The other factor driving house prices upwards is the buy-to-let craze. Just as the number of people who can afford to buy their first home has been dropping, the numbers of people who already own a home but now want to buy a second or third to rent out has been increasing. In 1999, financial institutions signed some 59,000 buy-to-let mortgages totalling £3.6 billion. Last year they signed 850,000 such deals totalling £94.8 billion. The number of people remortgaging their houses in order to get into the buy-to-let market, or to gain access to the value of their houses, has also shot up. The overall picture, then, is of a housing bubble fuelled by cheap credit and rising numbers of private landlords – and this is all happening in a context of widening inequality and a freeze on people’s real wages. New Labour’s dogmatic insistence on “market solutions” will do nothing to halt this vicious circle, since it is the market that is responsible for the mess in the first place.

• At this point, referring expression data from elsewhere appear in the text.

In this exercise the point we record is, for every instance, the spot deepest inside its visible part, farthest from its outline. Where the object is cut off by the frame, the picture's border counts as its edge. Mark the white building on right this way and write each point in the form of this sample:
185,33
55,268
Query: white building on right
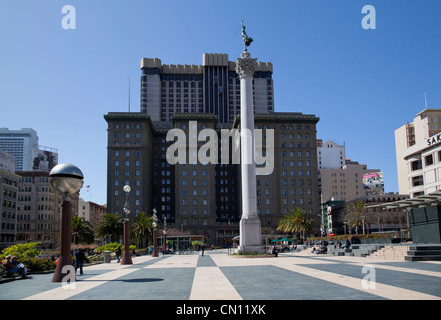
418,152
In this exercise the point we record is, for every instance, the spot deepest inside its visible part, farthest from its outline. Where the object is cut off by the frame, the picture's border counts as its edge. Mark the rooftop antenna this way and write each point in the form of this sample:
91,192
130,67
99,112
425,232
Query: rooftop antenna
425,99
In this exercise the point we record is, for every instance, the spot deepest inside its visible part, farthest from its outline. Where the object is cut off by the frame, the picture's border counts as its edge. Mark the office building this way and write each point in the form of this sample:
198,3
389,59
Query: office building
28,154
330,155
39,209
22,144
350,182
417,148
8,207
201,197
212,88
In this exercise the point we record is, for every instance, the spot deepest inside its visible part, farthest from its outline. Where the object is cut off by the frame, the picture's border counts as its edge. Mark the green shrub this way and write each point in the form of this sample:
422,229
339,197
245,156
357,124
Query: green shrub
22,250
109,247
35,264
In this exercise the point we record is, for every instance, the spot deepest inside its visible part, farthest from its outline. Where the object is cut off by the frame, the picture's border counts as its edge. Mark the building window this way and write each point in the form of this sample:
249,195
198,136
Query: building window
417,181
428,160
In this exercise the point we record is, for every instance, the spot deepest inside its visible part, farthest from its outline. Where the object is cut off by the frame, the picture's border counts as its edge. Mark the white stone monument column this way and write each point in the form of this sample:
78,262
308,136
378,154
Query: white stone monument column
250,233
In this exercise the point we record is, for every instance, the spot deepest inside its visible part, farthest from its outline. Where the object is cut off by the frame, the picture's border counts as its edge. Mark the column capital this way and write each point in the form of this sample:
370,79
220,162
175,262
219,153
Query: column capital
245,65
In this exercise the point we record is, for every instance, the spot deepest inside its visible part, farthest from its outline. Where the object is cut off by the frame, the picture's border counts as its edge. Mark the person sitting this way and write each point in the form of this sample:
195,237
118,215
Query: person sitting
12,265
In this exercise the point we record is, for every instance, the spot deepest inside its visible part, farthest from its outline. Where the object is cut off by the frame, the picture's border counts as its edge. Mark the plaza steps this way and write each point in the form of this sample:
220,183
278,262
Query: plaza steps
354,250
390,252
424,253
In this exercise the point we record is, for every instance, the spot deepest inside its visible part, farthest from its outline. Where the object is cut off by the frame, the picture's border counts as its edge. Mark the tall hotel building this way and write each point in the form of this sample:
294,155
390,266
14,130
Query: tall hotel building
418,152
205,198
213,87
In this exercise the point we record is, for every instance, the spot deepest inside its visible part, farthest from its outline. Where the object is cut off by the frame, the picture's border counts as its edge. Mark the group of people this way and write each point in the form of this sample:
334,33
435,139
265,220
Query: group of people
12,265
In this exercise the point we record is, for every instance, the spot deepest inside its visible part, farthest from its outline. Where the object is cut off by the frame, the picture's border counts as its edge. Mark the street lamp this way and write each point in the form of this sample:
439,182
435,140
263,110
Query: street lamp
165,236
155,240
126,259
67,179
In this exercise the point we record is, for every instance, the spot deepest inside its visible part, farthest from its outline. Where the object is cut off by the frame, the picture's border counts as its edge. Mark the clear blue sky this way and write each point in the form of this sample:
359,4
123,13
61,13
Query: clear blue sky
363,84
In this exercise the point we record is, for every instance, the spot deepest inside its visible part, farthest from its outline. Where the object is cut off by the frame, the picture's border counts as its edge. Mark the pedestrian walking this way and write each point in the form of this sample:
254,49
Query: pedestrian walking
118,254
80,258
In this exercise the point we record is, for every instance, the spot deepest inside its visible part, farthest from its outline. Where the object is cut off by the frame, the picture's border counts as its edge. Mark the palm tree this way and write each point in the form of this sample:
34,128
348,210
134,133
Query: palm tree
295,221
142,228
111,226
356,215
82,230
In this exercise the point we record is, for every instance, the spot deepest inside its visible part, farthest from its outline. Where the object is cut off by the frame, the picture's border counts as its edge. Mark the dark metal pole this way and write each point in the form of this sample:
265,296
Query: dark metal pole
65,258
126,258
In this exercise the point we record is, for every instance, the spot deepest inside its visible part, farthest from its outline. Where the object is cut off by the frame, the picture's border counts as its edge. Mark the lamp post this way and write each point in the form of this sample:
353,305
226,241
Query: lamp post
126,258
164,232
155,240
67,179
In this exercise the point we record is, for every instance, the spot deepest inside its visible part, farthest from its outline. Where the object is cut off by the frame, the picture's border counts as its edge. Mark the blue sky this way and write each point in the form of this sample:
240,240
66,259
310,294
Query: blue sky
363,84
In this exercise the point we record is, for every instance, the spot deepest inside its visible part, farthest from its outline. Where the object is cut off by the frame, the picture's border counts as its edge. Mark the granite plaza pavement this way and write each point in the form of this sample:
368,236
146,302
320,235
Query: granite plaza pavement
218,276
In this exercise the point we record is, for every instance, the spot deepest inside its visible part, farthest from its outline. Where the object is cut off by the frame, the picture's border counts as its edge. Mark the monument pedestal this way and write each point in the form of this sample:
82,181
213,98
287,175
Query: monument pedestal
250,231
250,235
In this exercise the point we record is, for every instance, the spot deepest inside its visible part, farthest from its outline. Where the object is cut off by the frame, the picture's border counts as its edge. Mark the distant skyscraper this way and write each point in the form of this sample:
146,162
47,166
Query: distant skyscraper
29,155
213,87
22,144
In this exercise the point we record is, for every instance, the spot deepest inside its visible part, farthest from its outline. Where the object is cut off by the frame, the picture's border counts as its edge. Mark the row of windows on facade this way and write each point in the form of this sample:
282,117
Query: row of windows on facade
8,215
184,126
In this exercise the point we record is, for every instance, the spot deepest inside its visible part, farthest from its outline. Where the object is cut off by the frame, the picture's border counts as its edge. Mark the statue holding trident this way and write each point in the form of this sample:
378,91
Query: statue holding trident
246,39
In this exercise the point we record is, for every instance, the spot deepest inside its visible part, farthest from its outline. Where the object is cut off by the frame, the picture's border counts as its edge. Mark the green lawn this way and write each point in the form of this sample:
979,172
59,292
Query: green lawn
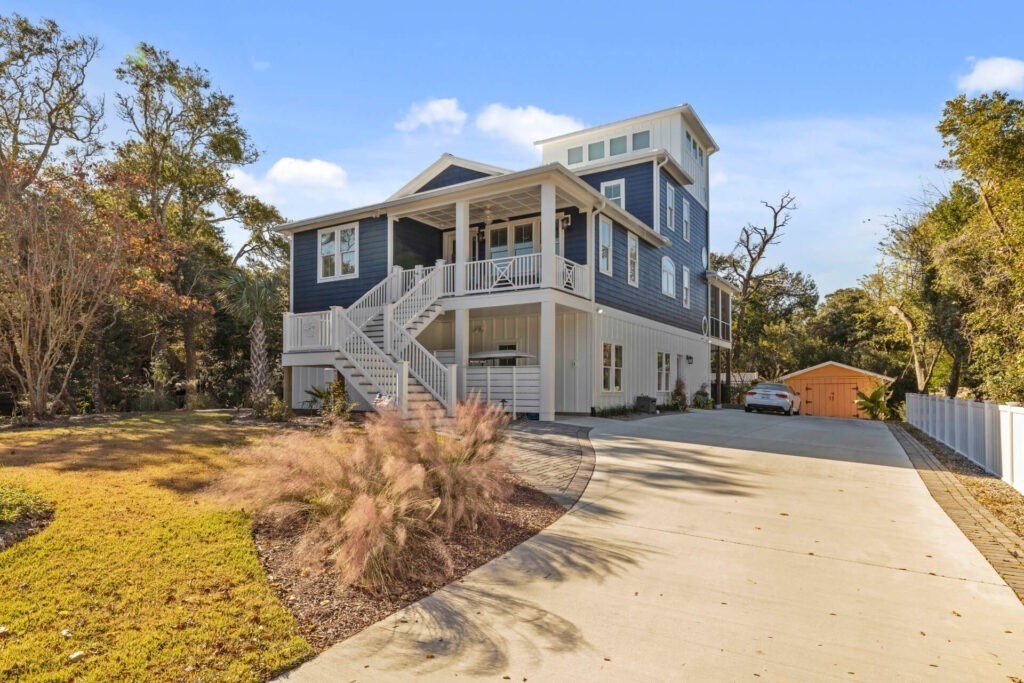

Instead of producing ever more complex schemes to encourage people into the private housing game, the government should be taking on the vested interests in the City and the property industry that have allowed this chaos to fester.

These measures could include punitive taxes on second homes to discourage buy-to-let speculators and racketeers. The government could also crack down on the tax loopholes and breaks that encourage the rich to snap up private properties and leave them empty. But ultimately we have to recognise that the whole notion of a “property owning democracy” is a mirage. It ­perfectly understandable why people want to own their own homes – we are relentlessly told that we should aspire to this status, and that it is the only means of gaining the security and personal space denied to us elsewhere in our lives. Nevertheless, the private housing market has never been able to provide affordable housing for the bulk of people in this country. The pro-market dogma currently embraced by all mainstream parties has been tried in the past – and it failed, leading to nothing but homelessness and exploitative private rents. That is why subsidised and council-owned housing was introduced in the first place. Subsidised housing is the only serious means of housing people fairly and rationally, and council housing – which is democratically controlled by tenants – is the best means of doing that. Until the government recognises that fact, the misery and insanity caused by a boom-and-bust market will only intensify.